Petroleum production from restricted shelf carbonates of the Lower Ordovician Ellenburger Group is commonly considered to have been a result of a pervasive, relatively homogeneous tectonic fracture system within the reservoir rock. However, regional facies and diagenetic (paleokarst) studies of Ellenburger strata, based on cores and wireline logs, have demonstrated that significant reservoir compartmentalization was caused by karst modification in the upper part of the unit.

Ellenburger Group carbonates, which attain a thickness of over 1,700 ft (520 m), record sedimentation on a shallow-water restricted shelf occupying most of west Texas. Logging of over 10,000 ft (3,050 m) of core from 63 wells has allowed recognition of six facies assemblages: (1) lithic arenite, (2) mixed siliciclastic-carbonate packstone-grainstone, (3) ooid-peloid grainstone, (4) mottled mudstone, (5) laminated mudstone, and (6) gastropod-intraclast packstone-grainstone. These facies assemblages record initial transgression and subsequent progradation and aggradation. Paleoslope was generally south and east from the Texas arch toward the Ouachita and Marathon orogenic belts. All facies assemblages, with the local exception of the ooid-peloid grainstone assemblage, are characterized y very low intergranular and intercrystalline porosity.

Porosity development in Ellenburger Group carbonates is directly related to a prolonged period of subaerial exposure that coincided with a Middle Ordovician eustatic lowstand prior to transgression of Simpson Group siliciclastics. During this episode, a widespread system of caves, sinkholes, joint-controlled solution features, and collapse breccias developed.

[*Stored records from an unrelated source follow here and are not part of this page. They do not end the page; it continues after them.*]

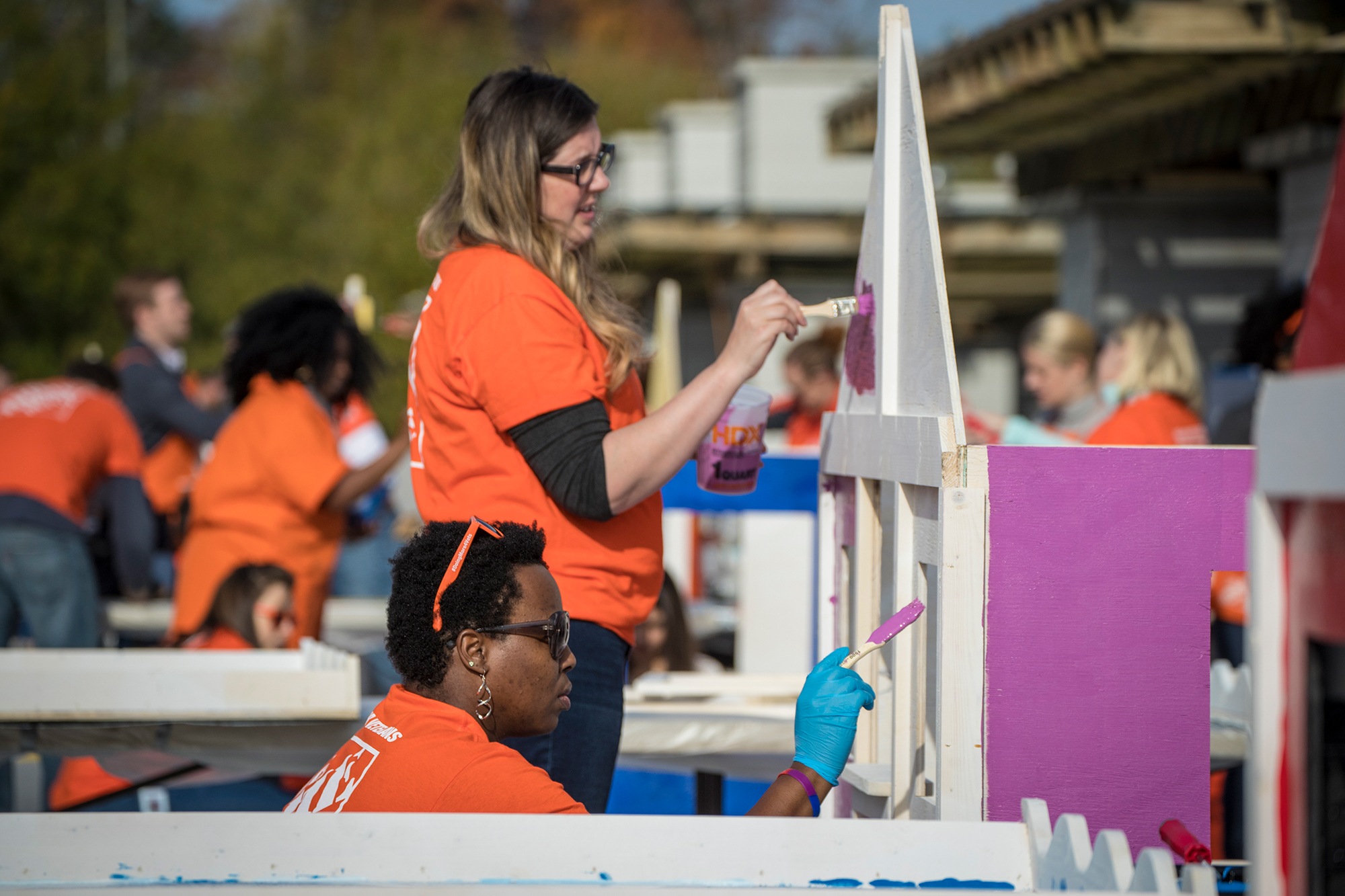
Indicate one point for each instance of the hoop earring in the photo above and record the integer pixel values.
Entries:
(484, 701)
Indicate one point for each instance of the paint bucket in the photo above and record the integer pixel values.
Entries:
(730, 456)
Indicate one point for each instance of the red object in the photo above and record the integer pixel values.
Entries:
(1184, 842)
(80, 780)
(1321, 339)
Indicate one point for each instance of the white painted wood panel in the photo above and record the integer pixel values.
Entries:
(180, 685)
(962, 667)
(775, 592)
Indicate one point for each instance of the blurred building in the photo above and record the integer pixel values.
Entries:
(1184, 146)
(727, 193)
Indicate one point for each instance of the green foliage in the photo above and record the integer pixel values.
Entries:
(298, 146)
(63, 196)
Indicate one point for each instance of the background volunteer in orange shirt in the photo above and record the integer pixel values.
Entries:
(500, 665)
(1159, 384)
(814, 386)
(60, 440)
(524, 403)
(276, 489)
(254, 608)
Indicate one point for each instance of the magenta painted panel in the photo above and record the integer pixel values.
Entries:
(1098, 630)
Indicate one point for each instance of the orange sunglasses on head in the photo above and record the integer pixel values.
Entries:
(457, 564)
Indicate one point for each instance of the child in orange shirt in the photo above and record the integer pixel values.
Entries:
(252, 610)
(276, 489)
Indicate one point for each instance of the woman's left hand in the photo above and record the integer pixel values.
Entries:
(763, 317)
(828, 715)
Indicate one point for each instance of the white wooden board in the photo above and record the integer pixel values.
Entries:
(354, 848)
(314, 682)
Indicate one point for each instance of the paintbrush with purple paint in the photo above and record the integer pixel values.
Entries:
(841, 307)
(886, 633)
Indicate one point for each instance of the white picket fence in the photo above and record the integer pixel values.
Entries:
(1067, 860)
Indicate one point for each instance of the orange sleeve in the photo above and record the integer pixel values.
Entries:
(302, 459)
(524, 358)
(504, 782)
(126, 454)
(1129, 425)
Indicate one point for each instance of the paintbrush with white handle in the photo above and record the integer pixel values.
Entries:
(886, 633)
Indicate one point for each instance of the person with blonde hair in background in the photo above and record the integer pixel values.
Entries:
(1059, 353)
(814, 386)
(1159, 384)
(524, 401)
(254, 608)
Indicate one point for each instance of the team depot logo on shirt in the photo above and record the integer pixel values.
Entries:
(334, 784)
(53, 400)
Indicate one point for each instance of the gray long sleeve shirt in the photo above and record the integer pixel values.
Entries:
(153, 393)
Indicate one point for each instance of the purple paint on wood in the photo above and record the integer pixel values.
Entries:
(1098, 630)
(860, 345)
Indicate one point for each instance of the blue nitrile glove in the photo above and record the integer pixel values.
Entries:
(828, 713)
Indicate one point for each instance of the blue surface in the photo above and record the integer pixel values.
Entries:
(646, 792)
(785, 483)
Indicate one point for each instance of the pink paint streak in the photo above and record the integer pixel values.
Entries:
(860, 343)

Of particular importance to reservoir development was the formation of a regionally extensive cave system between 100 and 300 ft (30 and 90 m) beneath the exposed Ellenburger surface.

Infill of this cave system by Simpson Group sand and clay segmented the upper Ellenburger into three karst facies, which are, in descending order, (1) cave-roof dolomites (fracture and mosaic breccias), (2) laterally persistent cave-fill facies (siliciclastic-matrix-supported and carbonate-matrix-supported breccias), and (3) lower collapse facies (chaotic clast-supported breccias) of the cave floor.

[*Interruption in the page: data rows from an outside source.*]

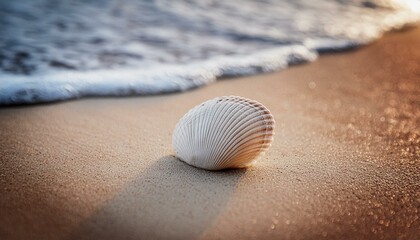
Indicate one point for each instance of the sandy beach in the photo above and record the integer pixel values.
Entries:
(344, 164)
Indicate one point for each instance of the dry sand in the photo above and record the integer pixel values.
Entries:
(344, 163)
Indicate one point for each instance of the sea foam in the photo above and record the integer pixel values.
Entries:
(51, 51)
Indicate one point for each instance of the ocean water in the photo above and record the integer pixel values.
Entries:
(58, 50)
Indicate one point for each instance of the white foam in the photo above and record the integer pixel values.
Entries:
(173, 45)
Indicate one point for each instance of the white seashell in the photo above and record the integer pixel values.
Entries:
(225, 132)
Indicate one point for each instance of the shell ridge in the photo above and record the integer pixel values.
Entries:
(224, 132)
(252, 121)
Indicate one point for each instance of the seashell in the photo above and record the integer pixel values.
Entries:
(224, 132)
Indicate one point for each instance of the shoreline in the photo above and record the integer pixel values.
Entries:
(344, 162)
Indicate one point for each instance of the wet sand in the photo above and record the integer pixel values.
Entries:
(345, 162)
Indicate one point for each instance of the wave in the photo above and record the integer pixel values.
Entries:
(155, 47)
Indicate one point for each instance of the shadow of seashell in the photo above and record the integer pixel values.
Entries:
(169, 200)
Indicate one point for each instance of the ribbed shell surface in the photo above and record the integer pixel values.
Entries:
(224, 132)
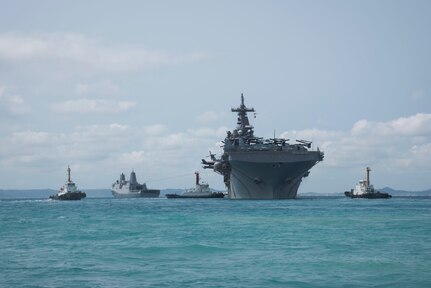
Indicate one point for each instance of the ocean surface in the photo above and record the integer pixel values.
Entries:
(307, 242)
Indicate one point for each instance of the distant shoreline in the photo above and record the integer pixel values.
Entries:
(27, 194)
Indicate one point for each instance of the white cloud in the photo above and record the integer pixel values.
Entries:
(417, 94)
(207, 117)
(88, 53)
(99, 88)
(85, 106)
(397, 143)
(12, 103)
(157, 129)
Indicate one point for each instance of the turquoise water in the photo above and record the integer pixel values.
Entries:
(309, 242)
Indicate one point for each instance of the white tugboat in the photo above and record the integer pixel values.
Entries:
(201, 190)
(132, 189)
(364, 189)
(69, 191)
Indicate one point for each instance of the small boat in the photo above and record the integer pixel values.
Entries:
(201, 190)
(365, 190)
(132, 189)
(69, 191)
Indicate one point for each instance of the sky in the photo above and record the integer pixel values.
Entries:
(114, 86)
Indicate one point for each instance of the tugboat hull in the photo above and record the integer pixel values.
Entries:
(69, 196)
(212, 195)
(374, 195)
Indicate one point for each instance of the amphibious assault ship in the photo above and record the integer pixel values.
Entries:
(132, 189)
(257, 168)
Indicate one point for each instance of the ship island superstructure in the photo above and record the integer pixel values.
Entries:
(257, 168)
(132, 189)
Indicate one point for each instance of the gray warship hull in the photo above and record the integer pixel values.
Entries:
(150, 193)
(258, 168)
(268, 174)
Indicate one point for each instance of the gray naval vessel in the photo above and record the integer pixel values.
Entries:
(257, 168)
(132, 189)
(69, 191)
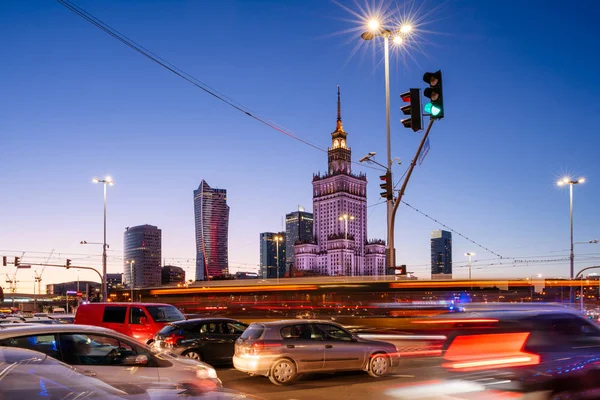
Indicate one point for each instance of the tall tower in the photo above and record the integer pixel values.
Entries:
(211, 214)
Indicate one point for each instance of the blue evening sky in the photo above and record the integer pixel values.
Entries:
(520, 94)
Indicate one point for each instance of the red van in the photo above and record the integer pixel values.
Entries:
(138, 320)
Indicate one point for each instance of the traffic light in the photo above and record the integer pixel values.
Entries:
(413, 108)
(388, 192)
(435, 108)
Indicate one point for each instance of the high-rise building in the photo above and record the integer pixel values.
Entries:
(339, 245)
(141, 256)
(441, 255)
(211, 214)
(298, 229)
(272, 255)
(172, 275)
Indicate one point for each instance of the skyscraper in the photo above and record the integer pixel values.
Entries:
(339, 245)
(298, 228)
(142, 256)
(211, 214)
(441, 255)
(272, 255)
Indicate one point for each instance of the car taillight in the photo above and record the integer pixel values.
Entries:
(496, 350)
(172, 339)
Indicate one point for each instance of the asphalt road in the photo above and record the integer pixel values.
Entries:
(331, 386)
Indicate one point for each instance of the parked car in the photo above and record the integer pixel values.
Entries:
(28, 374)
(204, 339)
(141, 321)
(110, 356)
(284, 349)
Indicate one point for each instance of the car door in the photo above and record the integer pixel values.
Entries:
(305, 347)
(342, 350)
(107, 358)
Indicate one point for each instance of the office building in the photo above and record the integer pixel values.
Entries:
(272, 255)
(339, 243)
(441, 255)
(298, 229)
(211, 214)
(142, 256)
(172, 275)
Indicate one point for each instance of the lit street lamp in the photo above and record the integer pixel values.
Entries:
(106, 181)
(469, 254)
(571, 182)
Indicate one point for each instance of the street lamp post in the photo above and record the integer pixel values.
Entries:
(106, 181)
(571, 182)
(469, 254)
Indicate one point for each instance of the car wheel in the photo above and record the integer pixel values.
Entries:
(194, 355)
(379, 365)
(282, 372)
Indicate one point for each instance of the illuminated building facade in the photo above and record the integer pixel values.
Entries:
(211, 214)
(339, 245)
(143, 246)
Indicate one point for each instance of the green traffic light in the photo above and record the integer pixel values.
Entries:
(431, 109)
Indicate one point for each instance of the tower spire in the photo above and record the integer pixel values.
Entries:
(339, 127)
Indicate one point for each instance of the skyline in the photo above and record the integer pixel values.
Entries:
(83, 105)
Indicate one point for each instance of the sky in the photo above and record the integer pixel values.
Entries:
(519, 94)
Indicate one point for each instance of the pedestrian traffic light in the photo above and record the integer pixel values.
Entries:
(435, 108)
(388, 192)
(413, 109)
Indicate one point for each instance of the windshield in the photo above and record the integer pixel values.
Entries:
(165, 313)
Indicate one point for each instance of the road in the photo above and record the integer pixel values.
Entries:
(344, 385)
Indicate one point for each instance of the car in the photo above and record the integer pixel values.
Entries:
(282, 350)
(28, 374)
(141, 321)
(110, 356)
(205, 339)
(549, 352)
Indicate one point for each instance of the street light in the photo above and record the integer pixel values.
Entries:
(106, 181)
(277, 239)
(374, 29)
(469, 254)
(571, 182)
(345, 218)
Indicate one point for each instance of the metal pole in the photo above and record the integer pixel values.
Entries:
(104, 286)
(391, 261)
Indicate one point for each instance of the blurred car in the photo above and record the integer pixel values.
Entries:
(552, 352)
(28, 374)
(110, 356)
(211, 340)
(284, 349)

Pronounced vertical segregation of permeable zones defined by the three karst facies is evident in the Emma, Andector, Martin, Block 13, and several other major Ellenburger reservoirs. Lateral reservoir heterogeneities formed by localized laterally extensive collapse structures, such as in the Shafter Lake reservoir, also contribute to compartmentalization of producing zones within the upper Ellenburger Group. Secondary and tertiary recovery programs in these Ellenburger reservoirs can be optimized by integrating concepts of lateral and vertical heterogeneity predicted by the karst model.